India has been accused of resorting to protectionism because it enacted regulations that impose limits on e-commerce platforms. The criticisms are unfair; India is doing what the U.S. should have done: preserve capitalism and free markets. Unchecked, the tech industry will keep breaking every rule.
In 2014, Facebook board member and PayPal co-founder Peter Thiel openly exposed one of Silicon Valley’s darkest secrets: that it likes to build monopolies. Competition is for losers, he wrote, because it limits profits; a monopoly can set its own prices and “deviously eliminate rivals.” He proclaimed that capitalism and competition were opposites, on the basis that “capitalism is premised on the accumulation of capital, but under perfect competition, all profits get competed away”.
The tech moguls love monopolies because they enable them to amass unprecedented money and power — at the expense of everyone else. “Profits come out of customers’ wallets, and monopolies deserve their bad reputation”, Thiel admitted.
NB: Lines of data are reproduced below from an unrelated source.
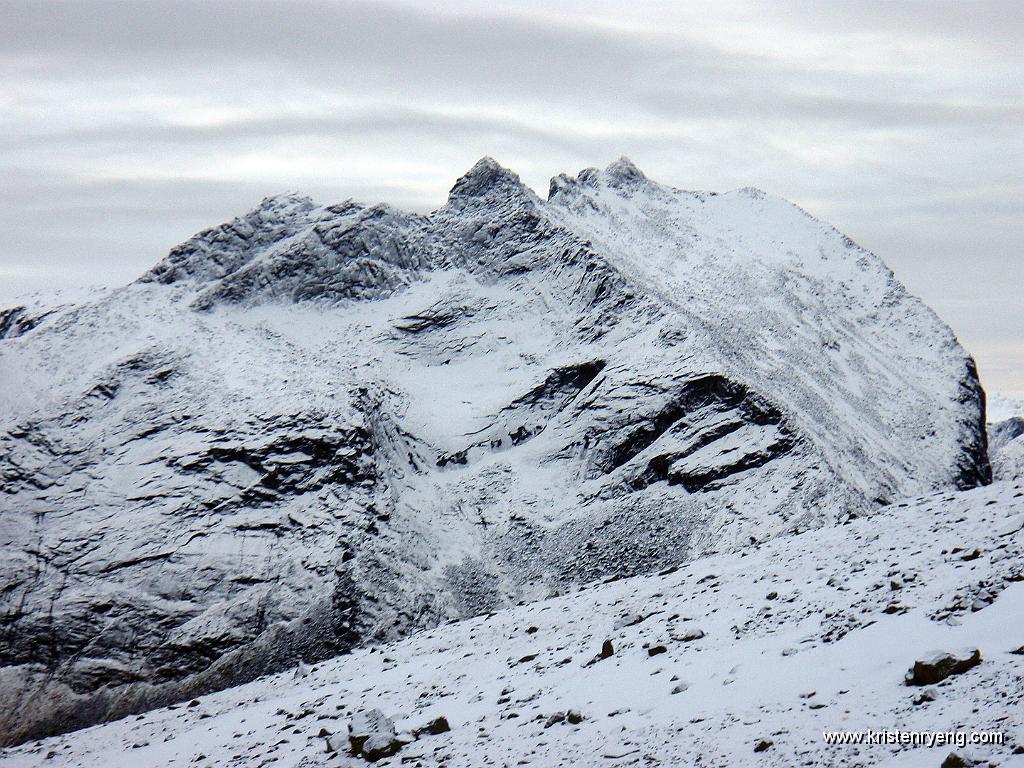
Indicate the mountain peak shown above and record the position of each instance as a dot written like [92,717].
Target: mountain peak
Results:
[625,172]
[485,175]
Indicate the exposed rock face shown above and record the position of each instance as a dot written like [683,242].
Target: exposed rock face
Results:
[317,427]
[941,665]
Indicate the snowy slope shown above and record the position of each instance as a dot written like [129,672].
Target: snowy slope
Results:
[316,427]
[1006,436]
[800,635]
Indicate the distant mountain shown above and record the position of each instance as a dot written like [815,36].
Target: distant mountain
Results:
[316,427]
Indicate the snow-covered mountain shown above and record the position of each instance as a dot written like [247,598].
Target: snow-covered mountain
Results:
[735,659]
[316,427]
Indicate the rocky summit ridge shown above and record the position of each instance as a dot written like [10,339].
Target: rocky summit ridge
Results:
[318,427]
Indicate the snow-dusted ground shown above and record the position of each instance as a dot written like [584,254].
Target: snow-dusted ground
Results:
[803,634]
[999,408]
[317,427]
[1006,436]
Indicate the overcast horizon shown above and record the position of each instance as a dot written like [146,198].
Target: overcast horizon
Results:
[128,126]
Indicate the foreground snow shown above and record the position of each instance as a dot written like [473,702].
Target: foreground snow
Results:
[806,633]
[321,427]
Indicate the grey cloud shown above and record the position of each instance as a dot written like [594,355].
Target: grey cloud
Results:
[125,126]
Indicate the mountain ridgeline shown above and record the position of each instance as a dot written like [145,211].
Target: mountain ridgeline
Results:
[313,428]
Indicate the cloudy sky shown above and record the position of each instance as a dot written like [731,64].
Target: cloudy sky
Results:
[126,126]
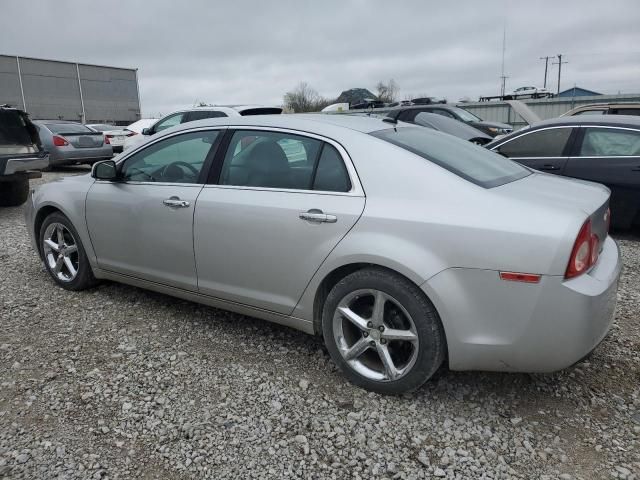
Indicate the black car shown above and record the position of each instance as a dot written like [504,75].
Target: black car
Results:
[21,155]
[604,149]
[452,127]
[408,114]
His argument was that in a fast-changing technology world, “creative monopolies” such as Google make the world better by bringing in innovations.
The reality, though, is that monopolies are a cancer on capitalism. They limit competition and lead to abuses of power. In truly free markets, competition causes a constant churn and makes it difficult to be complacent in service, quality, or innovation; it creates checks and balances.
The tech industry is literally getting away with the murder of capitalism, and the forces that have enabled it to do so have outpaced U.S. policy makers, who understand neither the technologies nor the underlying dynamics. Note how Facebook, in the short 15 years of its existence, has been able to dominate social media globally and to fan the flames of hatred and divide societies by spreading misinformation. It used the tricks of psychological addiction to keep us coming back for more so that it could continue increasing its massive profits. It has either stomped competition or acquired it. Such are the powers that monopolies gain.
Amazon has been less sinister but is using its monopoly powers to dominate new industries and expand globally. It started by taking a dominant position in bookstores, publishing, and distribution before infiltrating cleaning supplies, electronics, and home goods. Now it is beginning to dominate all forms of retail as well as cloud services, electronic gadgetry, and small-business lending. It is making massive investments in new markets such as India’s.
Platforms are another powerful weapon in Silicon Valley’s arsenal, which it misuses. To understand how these work, think of the difference between a roadside store and a shopping center. A mall owner creates a shared infrastructure on which it takes care of the day-to-day maintenance and upkeep of the facilities so that renters can focus on selling goods. The mall has many advantages in size and scale, and every store benefits by the marketing and promotion done by others. The owner charges rent and benefits from the network effects. Facebook, Amazon Marketplace, and Apple’s App store are all platforms. These have given them a strategic advantage and made them amongst the most valuable companies in the world.
It is usually a win–win, unless the platform owner wipes out all competition and becomes the only way for stores to reach their markets. Once that occurs, it can increase rents and disadvantage anyone who competes with it. This is what Amazon is doing to producers that are successful on its platform, and stopping it the intent of the revamped Indian rules. “The idea”, says antitrust lawyer Lina Khan, “is [that] you can either run the marketplace or sell your goods on the marketplace, but not both.”
This is why I believe that India is doing a wise thing in limiting monopolistic practices. Its new e-commerce laws inhibit the ability of Amazon to do what it has in the U.S.: leverage its merchant platform to learn what products sell the best and produce an Amazon-branded version of them. According to Bloomberg, it uses its superior data-analysis capabilities to give itself an information edge and then stacks the deck further by demoting competitors in search listings, effectively using its privileged position as marketplace to cheat both its commercial clients and its clients’ customers.
Amazon has also been using its success in one industry to dominate another. It has been willing to forgo profits and use its advantages in shipping and warehouse infrastructure to kill off competition, a practice generally known as predatory pricing. As Khan wrote in The Yale Law Journal, Amazon’s practices resemble those of the all-powerful railroad barons, the independent businesses that ride Amazon’s rails to reach market’s becoming increasingly dependent on their biggest competitor.
This is how Amazon now captures nearly half of all U.S. e-commerce. It outwitted regulators by understanding anti-trust laws and focusing on low prices and consumer growth. It “marched toward monopoly by singing the tune of contemporary antitrust”, Khan explained.
Europe took the lead in reining in the tech industry’s anti-competitive behaviors; now countries such as India are weighing in. It is time for U.S. policy makers to restore American capitalism by applying the same lessons.